Al rescate del Abanca Ademar salió Álex Costoya, que rompía la racha del conjunto escandinavo. Antes del descanso, un intercambio de goles beneficiaba al conjunto leonés para que se fuera al descanso con 10-12 y mantenerse en pie sobre el parqué.

Oasis en el desierto

No parecían mejorar las cosas al inicio de la segunda parte. Los noruegos anotaban ahora con cierta facilidad y parecían cambiar los papeles, corriendo el contragolpe al estilo Ademar, para poner el 12-16 en el minuto 36.

Llegó entonces el oasis en el desierto que estaba suponiendo el partido para los hombres de Rafa Guijosa. Jaime y Gonzalo Pérez, tras dos paradas de Cupara, hacían el empate para que se viniera abajo el Palacio, 16-16 cuando se entraba en los últimos 20 minutos.

Pero lo dicho, sólo fue una ilusión.
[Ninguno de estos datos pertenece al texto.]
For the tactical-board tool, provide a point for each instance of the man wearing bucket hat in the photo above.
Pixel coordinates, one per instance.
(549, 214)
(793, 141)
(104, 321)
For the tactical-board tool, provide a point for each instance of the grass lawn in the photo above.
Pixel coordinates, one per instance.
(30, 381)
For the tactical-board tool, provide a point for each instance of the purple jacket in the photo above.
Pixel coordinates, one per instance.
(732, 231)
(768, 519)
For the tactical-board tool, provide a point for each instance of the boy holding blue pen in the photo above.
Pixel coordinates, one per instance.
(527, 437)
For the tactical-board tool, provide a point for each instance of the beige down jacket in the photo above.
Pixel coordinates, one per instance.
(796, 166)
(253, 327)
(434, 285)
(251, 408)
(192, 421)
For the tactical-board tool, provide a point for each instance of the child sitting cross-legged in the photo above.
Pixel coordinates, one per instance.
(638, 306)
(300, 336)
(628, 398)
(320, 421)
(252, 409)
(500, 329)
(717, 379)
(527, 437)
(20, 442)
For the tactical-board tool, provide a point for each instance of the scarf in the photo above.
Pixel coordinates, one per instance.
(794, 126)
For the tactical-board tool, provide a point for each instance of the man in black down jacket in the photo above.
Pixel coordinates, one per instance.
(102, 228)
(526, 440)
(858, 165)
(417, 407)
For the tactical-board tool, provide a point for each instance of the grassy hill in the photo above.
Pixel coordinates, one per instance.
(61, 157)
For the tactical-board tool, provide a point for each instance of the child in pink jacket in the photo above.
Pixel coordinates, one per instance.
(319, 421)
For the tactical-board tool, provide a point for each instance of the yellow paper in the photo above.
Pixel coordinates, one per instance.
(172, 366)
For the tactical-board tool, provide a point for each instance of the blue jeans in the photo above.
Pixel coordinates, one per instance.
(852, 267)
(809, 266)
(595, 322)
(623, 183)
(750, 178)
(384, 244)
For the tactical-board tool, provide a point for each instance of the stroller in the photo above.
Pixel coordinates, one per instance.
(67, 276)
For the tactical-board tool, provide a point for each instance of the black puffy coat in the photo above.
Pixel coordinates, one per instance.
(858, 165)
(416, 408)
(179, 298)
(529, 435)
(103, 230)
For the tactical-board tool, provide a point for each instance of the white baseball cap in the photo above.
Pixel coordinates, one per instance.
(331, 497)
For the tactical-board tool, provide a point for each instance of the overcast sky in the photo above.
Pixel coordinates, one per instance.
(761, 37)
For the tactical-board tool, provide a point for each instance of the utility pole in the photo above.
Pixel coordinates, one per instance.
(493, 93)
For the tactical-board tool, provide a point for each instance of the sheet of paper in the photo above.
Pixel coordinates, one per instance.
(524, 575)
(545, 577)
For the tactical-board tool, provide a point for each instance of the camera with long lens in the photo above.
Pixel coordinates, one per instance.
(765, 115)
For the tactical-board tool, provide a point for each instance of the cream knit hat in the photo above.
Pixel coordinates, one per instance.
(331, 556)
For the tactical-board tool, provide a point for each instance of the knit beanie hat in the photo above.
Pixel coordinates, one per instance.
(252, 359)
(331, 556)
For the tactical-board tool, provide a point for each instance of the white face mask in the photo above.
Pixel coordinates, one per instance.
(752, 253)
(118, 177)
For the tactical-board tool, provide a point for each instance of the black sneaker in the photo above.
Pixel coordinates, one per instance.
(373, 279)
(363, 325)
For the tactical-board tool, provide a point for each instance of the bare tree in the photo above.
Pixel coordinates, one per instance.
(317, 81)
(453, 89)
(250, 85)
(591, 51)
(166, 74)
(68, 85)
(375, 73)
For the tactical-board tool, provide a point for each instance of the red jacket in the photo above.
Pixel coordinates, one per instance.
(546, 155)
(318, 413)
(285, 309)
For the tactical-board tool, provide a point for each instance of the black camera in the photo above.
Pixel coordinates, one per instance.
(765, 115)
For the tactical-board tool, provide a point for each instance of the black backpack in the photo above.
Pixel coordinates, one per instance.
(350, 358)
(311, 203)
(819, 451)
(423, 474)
La excitación del momento hizo cometer errores impropios en la circulación de balón y rápido el Elverum volvía a ponerse arriba, 16-18.

Ni el tiempo muerto del técnico madrileño ponía las cosas en su sitio. La movilidad en el ataque posicional de los noreuropeos era un quebradero de cabeza para el 6-0 del Abanca Ademar. El partido se escaba, 19-23, antes de encarar la recta final.

Sin opciones de victoria

El intercambio de goles era insuficiente. El Elverum seguía atacando fácil y mantenía la ventaja, que en el minuto 54 veía reflejado en el marcador el 22-25.

El último halo de esperanza lo ponía Mario López, con el 23-25. Adelantaba líneas el Ademar con presión en toda la pista. Pero hoy no era el día.

Los noruegos sentenciaban a menos de tres minutos para el final. El 23-27 parecía definitivo y así fue. Finalmente, derrota por 26-30 del conjunto marista ante uno de los rivales más débiles del grupo C.

Ahora, el Abanca Ademar debe acogerse a la machada de sumar puntos fuera de casa si quiere tener opciones de alcanzar uno de los dos primeros puestos que dan acceso a la siguiente ronda.